Türkiye’de de makine zekâsı çalışmaları yapılmaktadır. Bu çalışmalar doğal dil işleme, uzman sistemler ve yapay sinir ağları alanlarında Üniversiteler bünyesinde ve bağımsız olarak sürdürülmektedir.Bunlardan biri, D.U.Y.G.U. – Dil Uzam Yapay Gerçek Uslamlayıcı’dır.

Simon’ın sembolik yaklaşımından sonraki yıllarda mantık temelli çalışmalar egemen olmuş ve programların başarımlarını göstermek için bir takım yapay sorunlar ve dünyalar kullanılmıştır.Daha sonraları bu sorunlar gerçek yaşamı hiçbir şekilde temsil etmeyen oyuncak dünyalar olmakla suçlanmış ve yapay zekânın yalnızca bu alanlarda başarılı olabileceği ve gerçek yaşamdaki sorunların çözümüne ölçeklenemeyeceği ileri sürülmüştür.

Geliştirilen programların gerçek sorunlarla karşılaşıldığında çok kötü bir başarım göstermesinin ardındaki temel neden, bu programların yalnızca sentaktik süreçleri benzeşimlendirerek, anlam çıkarma, bağlantı kurma ve fikir yürütme gibi süreçler konusunda başarısız olmasıydı.Bu dönemin en ünlü programlarından Weizenbaum tarafından geliştirilen Eliza, karşısındaki ile sohbet edebiliyor gibi görünmesine karşın, yalnızca karşısındaki insanın cümleleri üzerinde bazı işlemler yapıyordu.İlk makine çevirisi çalışmaları sırasında benzeri yaklaşımlar kullanılıp çok gülünç çevirilerle karşılaşılınca bu çalışmaların desteklenmesi durdurulmuştu.Bu yetersizlikler aslında insan beynindeki semantik süreçlerin yeterince incelenmemesinden kaynaklanmaktaydı.

Yapay Sinir Ağları çalışmalarının dahil olduğu Sibernetik cephede de durum aynıydı. Zeki davranışı benzeşimlendirmek için bu çalışmalarda kullanılan temel yapılardaki bazı önemli yetersizliklerin ortaya konmasıyla birçok araştırmacılar çalışmalarını durdurdular. Buna en temel örnek, Yapay Sinir Ağları konusundaki çalışmaların Minsky ve Papert’in 1969’da yayınlanan Perceptrons adlı kitaplarında tek katmanlı algaçların bazı basit problemleri çözemeyeceğini gösterip aynı kısırlığın çok katmanlı algaçlarda da beklenilmesi gerektiğini söylemeleri ile bıçakla kesilmiş gibi durmasıdır.

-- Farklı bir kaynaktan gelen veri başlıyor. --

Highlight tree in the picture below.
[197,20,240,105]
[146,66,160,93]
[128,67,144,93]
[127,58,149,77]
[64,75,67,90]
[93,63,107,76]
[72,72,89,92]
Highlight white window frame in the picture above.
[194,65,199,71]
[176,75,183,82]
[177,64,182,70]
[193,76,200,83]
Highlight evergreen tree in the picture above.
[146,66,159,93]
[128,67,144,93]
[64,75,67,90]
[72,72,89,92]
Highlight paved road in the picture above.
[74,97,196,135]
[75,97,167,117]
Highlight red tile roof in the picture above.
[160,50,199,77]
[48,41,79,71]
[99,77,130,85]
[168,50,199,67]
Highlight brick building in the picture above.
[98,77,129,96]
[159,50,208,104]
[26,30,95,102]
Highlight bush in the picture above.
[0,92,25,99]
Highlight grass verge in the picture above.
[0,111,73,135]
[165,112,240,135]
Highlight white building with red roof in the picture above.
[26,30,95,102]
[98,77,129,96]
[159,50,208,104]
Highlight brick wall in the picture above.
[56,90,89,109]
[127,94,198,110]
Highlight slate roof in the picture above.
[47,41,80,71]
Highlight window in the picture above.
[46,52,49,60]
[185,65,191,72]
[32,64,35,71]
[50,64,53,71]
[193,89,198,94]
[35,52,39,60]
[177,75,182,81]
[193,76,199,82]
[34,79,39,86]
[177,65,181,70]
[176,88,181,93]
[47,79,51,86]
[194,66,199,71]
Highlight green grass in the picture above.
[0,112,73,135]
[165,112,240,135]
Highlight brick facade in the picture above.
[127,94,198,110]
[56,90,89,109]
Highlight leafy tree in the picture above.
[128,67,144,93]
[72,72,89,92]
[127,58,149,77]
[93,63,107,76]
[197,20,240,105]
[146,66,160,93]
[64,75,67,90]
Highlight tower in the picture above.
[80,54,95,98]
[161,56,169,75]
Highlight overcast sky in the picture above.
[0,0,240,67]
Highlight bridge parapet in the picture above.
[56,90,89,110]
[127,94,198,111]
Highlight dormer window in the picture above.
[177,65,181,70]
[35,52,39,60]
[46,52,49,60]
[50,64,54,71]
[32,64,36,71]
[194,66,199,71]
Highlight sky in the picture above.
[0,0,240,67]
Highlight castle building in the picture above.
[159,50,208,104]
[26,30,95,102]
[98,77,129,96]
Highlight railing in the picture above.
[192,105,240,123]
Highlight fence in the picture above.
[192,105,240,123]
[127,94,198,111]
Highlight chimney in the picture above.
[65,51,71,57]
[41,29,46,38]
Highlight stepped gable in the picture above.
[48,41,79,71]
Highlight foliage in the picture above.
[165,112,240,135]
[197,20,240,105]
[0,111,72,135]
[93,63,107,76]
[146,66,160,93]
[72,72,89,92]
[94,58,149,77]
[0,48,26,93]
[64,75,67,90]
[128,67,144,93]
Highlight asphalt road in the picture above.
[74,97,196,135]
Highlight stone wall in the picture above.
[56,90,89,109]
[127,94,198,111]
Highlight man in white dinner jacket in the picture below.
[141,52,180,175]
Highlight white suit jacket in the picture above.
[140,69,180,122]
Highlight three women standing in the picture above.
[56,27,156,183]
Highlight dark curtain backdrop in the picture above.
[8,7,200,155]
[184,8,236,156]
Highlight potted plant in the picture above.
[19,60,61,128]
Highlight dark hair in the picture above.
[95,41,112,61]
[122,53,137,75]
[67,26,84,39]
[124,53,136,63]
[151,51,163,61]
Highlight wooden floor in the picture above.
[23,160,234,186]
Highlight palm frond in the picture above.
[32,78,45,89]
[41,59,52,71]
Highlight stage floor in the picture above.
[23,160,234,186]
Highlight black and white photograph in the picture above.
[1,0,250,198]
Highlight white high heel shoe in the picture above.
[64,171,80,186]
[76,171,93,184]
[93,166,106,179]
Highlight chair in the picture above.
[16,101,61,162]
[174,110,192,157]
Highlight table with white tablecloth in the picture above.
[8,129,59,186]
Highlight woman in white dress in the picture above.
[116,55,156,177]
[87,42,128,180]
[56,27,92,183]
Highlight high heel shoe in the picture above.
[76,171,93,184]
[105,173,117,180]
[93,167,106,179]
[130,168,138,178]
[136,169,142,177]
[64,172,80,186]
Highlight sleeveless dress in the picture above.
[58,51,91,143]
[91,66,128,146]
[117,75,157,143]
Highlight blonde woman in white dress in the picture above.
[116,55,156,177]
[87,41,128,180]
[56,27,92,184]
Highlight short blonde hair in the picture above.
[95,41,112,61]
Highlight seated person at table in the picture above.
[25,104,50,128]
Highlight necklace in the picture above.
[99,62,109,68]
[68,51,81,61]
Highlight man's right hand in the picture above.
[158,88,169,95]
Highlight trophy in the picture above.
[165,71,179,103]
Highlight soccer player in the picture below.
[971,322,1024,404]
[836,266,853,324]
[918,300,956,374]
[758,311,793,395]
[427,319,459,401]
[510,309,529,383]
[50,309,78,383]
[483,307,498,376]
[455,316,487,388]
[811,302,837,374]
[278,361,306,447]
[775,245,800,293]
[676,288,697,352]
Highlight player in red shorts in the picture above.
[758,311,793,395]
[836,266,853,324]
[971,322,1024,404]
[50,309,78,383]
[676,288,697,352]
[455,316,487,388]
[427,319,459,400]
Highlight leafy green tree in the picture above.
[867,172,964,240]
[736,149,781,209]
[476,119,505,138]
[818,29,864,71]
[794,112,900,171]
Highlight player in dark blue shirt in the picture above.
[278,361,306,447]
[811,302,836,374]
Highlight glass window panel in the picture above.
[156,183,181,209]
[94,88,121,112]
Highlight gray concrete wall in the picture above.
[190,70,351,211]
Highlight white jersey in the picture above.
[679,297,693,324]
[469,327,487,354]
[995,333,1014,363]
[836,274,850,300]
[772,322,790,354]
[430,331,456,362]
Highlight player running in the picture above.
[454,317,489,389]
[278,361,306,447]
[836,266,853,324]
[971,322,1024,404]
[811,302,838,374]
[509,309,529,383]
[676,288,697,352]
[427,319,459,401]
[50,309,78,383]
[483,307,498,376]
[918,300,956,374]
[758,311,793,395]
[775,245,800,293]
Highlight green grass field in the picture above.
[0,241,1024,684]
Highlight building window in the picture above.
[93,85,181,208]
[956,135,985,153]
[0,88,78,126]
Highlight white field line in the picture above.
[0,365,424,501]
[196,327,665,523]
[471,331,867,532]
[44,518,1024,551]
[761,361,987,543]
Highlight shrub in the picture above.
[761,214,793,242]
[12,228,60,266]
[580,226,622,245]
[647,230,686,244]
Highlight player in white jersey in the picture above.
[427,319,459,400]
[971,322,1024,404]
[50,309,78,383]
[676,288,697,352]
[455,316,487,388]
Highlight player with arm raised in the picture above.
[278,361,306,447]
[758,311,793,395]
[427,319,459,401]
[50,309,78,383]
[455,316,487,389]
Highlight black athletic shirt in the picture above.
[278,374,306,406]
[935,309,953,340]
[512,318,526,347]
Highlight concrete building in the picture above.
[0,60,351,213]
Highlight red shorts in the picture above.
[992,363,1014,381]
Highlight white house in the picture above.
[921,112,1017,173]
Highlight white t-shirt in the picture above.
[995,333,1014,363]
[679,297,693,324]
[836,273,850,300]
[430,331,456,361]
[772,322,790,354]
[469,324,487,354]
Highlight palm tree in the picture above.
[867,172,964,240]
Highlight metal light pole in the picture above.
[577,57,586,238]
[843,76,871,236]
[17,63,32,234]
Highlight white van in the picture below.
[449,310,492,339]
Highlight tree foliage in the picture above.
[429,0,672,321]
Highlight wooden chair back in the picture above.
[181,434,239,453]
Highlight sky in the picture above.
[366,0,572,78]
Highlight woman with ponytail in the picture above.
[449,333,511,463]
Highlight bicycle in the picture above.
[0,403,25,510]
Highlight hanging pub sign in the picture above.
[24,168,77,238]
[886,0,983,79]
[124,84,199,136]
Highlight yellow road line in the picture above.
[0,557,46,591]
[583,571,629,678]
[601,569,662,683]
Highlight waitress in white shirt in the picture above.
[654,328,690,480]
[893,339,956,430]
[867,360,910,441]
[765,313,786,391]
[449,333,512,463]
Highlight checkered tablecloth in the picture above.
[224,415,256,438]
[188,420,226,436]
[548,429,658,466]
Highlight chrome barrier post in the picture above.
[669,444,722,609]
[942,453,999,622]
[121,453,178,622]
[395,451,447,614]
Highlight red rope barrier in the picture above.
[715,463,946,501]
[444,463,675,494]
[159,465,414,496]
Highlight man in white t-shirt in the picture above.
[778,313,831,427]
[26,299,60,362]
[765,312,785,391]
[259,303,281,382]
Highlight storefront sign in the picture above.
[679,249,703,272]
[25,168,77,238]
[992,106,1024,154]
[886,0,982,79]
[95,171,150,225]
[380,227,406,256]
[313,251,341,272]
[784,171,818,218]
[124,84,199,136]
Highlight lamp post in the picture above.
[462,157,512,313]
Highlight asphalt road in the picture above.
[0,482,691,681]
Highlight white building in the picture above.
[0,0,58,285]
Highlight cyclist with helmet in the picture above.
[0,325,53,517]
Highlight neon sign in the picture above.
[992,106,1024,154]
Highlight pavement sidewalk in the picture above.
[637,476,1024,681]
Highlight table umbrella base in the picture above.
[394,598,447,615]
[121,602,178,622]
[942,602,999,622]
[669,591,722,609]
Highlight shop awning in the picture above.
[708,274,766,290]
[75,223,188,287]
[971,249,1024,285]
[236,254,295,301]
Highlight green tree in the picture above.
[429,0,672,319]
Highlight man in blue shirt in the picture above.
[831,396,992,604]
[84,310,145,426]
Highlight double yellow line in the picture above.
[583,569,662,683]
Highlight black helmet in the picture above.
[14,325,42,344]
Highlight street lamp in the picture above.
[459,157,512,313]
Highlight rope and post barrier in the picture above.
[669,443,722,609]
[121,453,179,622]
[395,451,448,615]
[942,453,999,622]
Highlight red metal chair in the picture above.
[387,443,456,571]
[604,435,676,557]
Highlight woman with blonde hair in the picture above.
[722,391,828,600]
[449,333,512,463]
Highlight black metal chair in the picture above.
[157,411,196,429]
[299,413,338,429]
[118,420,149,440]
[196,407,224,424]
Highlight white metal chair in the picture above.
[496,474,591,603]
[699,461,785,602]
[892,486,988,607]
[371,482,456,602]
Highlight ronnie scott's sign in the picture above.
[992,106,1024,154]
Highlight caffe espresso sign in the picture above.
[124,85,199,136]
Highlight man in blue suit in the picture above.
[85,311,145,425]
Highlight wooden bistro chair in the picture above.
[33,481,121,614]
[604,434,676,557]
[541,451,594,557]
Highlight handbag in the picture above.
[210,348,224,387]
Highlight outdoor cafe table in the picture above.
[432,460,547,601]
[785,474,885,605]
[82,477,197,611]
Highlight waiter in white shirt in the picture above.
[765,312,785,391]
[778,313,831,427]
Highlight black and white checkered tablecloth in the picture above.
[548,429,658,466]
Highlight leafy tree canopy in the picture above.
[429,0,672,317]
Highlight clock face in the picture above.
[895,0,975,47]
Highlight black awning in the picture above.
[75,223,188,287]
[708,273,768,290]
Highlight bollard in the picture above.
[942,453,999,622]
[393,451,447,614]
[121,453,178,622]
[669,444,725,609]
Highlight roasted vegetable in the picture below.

Sibernetik akımın uğradığı başarısızlığın temel sebebi de benzer şekilde Yapay Sinir Ağının tek katmanlı görevi başarması fakat bu görevle ilgili vargıların veya sonuçların bir yargıya dönüşerek diğer kavramlar ile bir ilişki kurulamamasından kaynaklanmaktadır.Bu durum aynı zamanda semantik süreçlerin de benzeşimlendirilememesi gerçeğini doğurdu.

Uzman sistemler

Her iki akımın da uğradığı başarısızlıklar, her sorunu çözecek genel amaçlı sistemler yerine belirli bir uzmanlık alanındaki bilgiyle donatılmış programları kullanma fikrinin gelişmesine sebep oldu ve bu durum yapay zekâ alanında yeniden bir canlanmaya yol açtı. Kısa sürede Uzman sistemler adı verilen bir metodoloji gelişti. Fakat burada çok sık rastlanan tipik bir durum, bir otomobilin tamiri için önerilerde bulunan uzman sistem programının otomobilin ne işe yaradığından haberi olmamasıydı. Buna rağmen uzman sistemlerin başarıları beraberinde ilk ticari uygulamaları da getirdi.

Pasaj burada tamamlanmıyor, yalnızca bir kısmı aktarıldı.